Asian stocks mixed as Australia hikes interest rates
Asian stocks were mixed on Tuesday after Australia’s central bank hiked interest rates for the first time since 2010.
Trade was weak as markets in mainland China, Japan and some other countries were closed for public holidays.
Australia’s central bank raised interest rates from 0.1% to 0.35%.
Investors are also expecting another rate hike from the US Federal Reserve as it and other central banks accelerate their efforts to contain inflation. The central bank is expected to hike short-term interest rates by twice the usual amount when it releases its latest statement on Wednesday. It has already raised its key overnight rate once, for the first time since 2018, and Wall Street expects several large hikes in the coming months.
This makes borrowing more expensive – for a car, a house, a credit card purchase, and can weaken the economy. It would also draw investment from stocks into other assets as their yields rise. Ultra-low interest rates have helped stocks soar to unprecedented highs during the pandemic, and now that process is being reversed.
Australia’s S&P/ASX 200 fell 0.5% to 7,307.50 and stocks in Thailand and Taiwan also fell.
Hong Kong’s Hang Seng rose 0.9% to 21,278.11 and South Korea’s Kospi rose 0.2% to 2,691.37.
On Monday, a late afternoon reversal led by tech stocks sent Wall Street’s major indices modestly higher, averting further losses after a brutal April when widespread tech sell-offs dragged key benchmarks lower.
The S&P 500 was up 0.6% to 4,155.38, while the Dow Jones Industrial Average was up 0.3% to 33,061.50. The Nasdaq rose 1.6% to 12,536.02.
Smaller company shares also reversed course after spending most of the day in the red. The Russell 2000 Index rose 1% to 1,882.91.
Bond prices fell, pushing yields higher. The 10-year Treasury yield was 2.98% after rising to 3.00% on Monday. According to Tradeweb, it has not been above 3% since December 3, 2018.
The uneven start to May follows an 8.8% slide for the benchmark S&P 500 in April, led by big tech companies that were beginning to look overpriced, especially amid sharply rising interest rates.
Just over half of the stocks in the S&P 500 closed higher, with the technology and communications sectors accounting for much of the gain. Chipmaker Nvidia and Facebook’s parent company Meta Platforms were each up 5.3%.
The broader market often veers in the direction of tech stocks. Many companies in the industry have expensive stock values and therefore have more power to push the major indices up or down.
Still, it’s unusual for tech stocks to rise in tandem with rising bond yields. That’s because higher yields make bonds an increasingly attractive asset relative to riskier and more expensive stocks, particularly in technology and other growth-oriented companies.
US crude oil prices rose. European energy ministers meet in Brussels to discuss Russian supply issues and sanctions. Russia’s invasion of Ukraine caused already high oil and natural gas prices to spike.
U.S. benchmark crude fell 27 cents to $104.90 a barrel in electronic trading on the New York Mercantile Exchange. On Monday it was up 48 cents to $105.17 a barrel.

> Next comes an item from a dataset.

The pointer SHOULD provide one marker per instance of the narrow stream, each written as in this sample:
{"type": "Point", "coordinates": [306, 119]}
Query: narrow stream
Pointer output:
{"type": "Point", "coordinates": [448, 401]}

Brent crude fell 28 cents to $107.30 a barrel.
Concerns about rising inflation hung over the latest round of corporate earnings. This week will bring more, with Pfizer reporting results on Tuesday, CVS Health on Wednesday and Kellogg on Thursday.
In forex trading, the dollar was trading at 130.11 Japanese yen, down from 130.15 yen on Monday. The euro rose to $1.0512 from $1.0505.